A federal appellate court has revived the Saginaw Chippewa Indian Tribe's lawsuit against Blue Cross Blue Shield of Michigan that alleges the payer failed to fulfill its fiduciary duties in administering tribal health insurance, costing the tribe millions of dollars.
Blue Cross Blue Shield of Michigan administered two self-funded plans for the tribe, according to the decision filed April 25 by the 6th Circuit Court of Appeals. One plan was for tribal members and the other was for tribal employees.
The tribe sued the payer in 2016, alleging Blue Cross Blue Shield charged hidden fees, overstated the cost of medical services and violated its fiduciary duties under the Employee Retirement Income Security Act by not demanding rates similar to Medicare's.

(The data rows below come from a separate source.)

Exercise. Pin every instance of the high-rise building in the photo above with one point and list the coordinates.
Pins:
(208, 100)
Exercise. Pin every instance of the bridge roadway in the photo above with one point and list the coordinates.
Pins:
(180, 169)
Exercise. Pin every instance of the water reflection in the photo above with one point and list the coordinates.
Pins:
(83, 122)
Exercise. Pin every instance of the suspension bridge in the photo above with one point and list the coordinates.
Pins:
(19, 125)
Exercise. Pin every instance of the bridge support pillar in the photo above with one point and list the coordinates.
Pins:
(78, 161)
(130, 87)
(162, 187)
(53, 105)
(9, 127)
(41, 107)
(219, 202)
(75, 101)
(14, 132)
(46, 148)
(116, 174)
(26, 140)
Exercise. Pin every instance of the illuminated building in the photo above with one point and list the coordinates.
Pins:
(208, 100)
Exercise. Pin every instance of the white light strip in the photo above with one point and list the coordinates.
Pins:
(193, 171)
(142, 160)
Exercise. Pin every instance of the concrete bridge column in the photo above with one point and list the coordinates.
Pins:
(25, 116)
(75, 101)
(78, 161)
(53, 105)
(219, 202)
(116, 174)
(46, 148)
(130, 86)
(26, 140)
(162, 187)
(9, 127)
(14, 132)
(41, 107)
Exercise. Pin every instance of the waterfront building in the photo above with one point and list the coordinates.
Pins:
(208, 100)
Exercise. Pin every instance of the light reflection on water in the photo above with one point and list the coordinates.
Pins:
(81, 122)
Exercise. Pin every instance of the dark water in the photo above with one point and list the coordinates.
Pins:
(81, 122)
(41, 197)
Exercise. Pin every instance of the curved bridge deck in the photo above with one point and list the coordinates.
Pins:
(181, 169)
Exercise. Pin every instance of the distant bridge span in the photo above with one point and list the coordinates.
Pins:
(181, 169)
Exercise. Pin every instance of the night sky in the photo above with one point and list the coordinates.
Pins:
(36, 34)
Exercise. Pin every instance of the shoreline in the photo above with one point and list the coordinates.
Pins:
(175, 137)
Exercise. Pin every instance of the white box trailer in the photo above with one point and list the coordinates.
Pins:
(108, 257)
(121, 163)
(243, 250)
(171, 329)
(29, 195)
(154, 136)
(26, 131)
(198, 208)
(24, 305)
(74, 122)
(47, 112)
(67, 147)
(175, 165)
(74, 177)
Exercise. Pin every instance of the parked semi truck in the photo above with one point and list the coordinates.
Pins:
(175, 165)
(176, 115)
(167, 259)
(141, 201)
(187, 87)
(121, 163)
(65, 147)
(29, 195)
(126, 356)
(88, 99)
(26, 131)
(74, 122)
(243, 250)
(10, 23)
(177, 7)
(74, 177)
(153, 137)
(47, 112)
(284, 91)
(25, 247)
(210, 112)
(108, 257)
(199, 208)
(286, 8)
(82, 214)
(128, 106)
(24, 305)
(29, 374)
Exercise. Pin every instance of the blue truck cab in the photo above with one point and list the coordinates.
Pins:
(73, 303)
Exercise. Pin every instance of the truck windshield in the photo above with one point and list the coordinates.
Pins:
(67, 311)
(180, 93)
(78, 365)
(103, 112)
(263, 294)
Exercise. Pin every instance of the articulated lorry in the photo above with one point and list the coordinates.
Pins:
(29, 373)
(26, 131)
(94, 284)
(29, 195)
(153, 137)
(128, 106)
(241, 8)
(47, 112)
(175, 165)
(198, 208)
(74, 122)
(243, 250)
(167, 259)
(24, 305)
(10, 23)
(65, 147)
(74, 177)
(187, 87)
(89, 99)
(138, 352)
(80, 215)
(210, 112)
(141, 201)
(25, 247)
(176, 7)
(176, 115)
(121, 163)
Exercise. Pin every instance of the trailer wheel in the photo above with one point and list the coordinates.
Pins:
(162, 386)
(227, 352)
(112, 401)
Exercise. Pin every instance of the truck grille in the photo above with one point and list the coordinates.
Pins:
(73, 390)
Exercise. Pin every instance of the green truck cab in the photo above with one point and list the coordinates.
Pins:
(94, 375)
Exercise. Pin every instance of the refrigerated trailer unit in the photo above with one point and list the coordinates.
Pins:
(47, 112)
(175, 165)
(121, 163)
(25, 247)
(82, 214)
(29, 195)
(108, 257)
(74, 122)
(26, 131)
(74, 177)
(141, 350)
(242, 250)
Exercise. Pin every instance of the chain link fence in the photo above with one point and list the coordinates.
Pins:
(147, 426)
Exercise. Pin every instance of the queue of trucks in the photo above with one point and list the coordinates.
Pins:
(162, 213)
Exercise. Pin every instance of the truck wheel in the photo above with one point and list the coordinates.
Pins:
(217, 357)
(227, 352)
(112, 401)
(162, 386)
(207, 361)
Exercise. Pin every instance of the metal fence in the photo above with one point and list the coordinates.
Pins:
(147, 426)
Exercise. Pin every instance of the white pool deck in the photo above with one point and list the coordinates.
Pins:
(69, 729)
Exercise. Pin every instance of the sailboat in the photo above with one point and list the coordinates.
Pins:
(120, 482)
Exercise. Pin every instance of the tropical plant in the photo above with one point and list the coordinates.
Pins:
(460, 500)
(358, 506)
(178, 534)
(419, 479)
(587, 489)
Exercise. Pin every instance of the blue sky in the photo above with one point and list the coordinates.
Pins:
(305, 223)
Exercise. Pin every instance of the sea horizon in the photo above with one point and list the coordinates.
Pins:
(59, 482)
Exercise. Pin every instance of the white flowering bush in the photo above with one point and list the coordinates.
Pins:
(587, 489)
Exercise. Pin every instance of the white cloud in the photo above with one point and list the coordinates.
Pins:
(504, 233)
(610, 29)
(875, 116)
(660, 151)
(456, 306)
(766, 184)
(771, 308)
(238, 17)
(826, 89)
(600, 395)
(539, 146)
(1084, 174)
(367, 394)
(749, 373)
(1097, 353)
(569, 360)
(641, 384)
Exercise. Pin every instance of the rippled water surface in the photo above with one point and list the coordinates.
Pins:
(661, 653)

The tribe alleges the payer knew it was supposed to pay "Medicare-like-rates" to hospitals participating in Medicare, but instead chose to pay standard contractual rates for eligible services.
The tribe said its beneficiaries were entitled to those rates under its Contract Health Services program, a healthcare program for Native American tribal members that receives funding from the HSS Indian Health Service division
The tribe said Blue Cross Blue Shield's failure to insist on "Medicare-like-rates" cost it millions of dollars.
A Michigan federal court judge sided with Blue Cross Blue Shield, concluding that the payer had no duty to seek "Medicare-like-rates" under either plan because the rates are only applicable for those services funded by Contract Health Services and the payer was not authorized, nor did it pay for, services using Contract Health Services funds.
The 6th Circuit Court of Appeals reversed the decision and sent the case back to the lower court.